# Where can I buy a show fish?



## tuxthebetta (Apr 14, 2015)

Who are the trusted vendors/sites?


----------



## Nimble (Aug 31, 2014)

For the most part, you can only show fish that you've bred yourself. There IS a category for 'purchased fish' in many IBC shows, however.


----------



## hrutan (Jun 25, 2014)

Yeah, you can show under "purchased fish" and see how well your fish does before breeding him.

Basically, there is NOWHERE where you can trust that the fish you are buying is of show quality. There are good places to buy from, but it is up to the buyer (you) to determine if the form of the fish is acceptable or not.

I typically buy from Aquabid. The other big thing is Ebay. Pay close attention to the reviews of the seller... if you see 90% good reviews remember that means 1 out of every 10 people that left a review had a bad experience ... but READ the reviews as well, some people will leave a negative review for the silliest things.

The IBC is updating their website, and when that is complete (in 1-2 months), the IBC standards will _finally _be available for the public.

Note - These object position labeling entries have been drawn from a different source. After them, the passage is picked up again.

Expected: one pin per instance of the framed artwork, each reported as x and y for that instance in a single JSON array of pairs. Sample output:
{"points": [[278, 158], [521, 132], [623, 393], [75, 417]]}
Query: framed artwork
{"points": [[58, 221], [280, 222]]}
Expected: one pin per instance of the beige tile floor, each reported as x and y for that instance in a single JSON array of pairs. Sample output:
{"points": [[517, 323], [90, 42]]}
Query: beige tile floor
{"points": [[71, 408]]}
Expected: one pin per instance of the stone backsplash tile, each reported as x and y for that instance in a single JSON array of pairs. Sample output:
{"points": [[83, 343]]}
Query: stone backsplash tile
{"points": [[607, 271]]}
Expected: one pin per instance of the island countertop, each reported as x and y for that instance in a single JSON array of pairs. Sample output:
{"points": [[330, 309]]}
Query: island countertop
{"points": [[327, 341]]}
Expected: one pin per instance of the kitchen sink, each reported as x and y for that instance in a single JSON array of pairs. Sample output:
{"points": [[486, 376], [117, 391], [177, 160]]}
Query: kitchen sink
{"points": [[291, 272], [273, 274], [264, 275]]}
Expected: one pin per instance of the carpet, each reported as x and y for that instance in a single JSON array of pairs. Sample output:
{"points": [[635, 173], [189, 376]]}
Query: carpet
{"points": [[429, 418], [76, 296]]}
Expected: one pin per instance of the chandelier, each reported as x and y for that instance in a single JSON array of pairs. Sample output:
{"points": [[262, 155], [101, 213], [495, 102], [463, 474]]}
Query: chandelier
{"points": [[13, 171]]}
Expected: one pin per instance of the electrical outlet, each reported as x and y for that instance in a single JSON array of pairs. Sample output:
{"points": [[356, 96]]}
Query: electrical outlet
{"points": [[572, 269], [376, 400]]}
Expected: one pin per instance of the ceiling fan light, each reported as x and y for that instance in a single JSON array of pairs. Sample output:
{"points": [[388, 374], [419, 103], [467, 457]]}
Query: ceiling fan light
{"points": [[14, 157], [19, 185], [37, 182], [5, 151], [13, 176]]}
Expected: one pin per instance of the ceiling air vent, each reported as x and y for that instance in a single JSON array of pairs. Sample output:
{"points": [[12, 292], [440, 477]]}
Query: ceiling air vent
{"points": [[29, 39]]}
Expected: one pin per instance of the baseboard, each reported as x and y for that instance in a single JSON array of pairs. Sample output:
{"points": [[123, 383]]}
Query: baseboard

That should make your quest easier.


----------



## Kaza (Feb 9, 2015)

When I first started with this aspect of the hobby I would visit Aquabid and I would look at E Bay However Most fish lately sold on AB are all Thai bred and bred for colors and eye catching sellers terms instead of actual form when I started to notice this I did alittle networking and alittle bit of research Indonesia is at the top of its game from Giants to Crowntails if you want Form Indonesia has what your looking for Join The Betta Connection Sales Page on Facebook and Give it a look over the overall form on these fish are way higher quality then the colorful pet quality we are all seeing lately outta Thailand and Aquabid you can find a show quality fish on AB however it will cost you around 120 dollars by the time the Auctions over


----------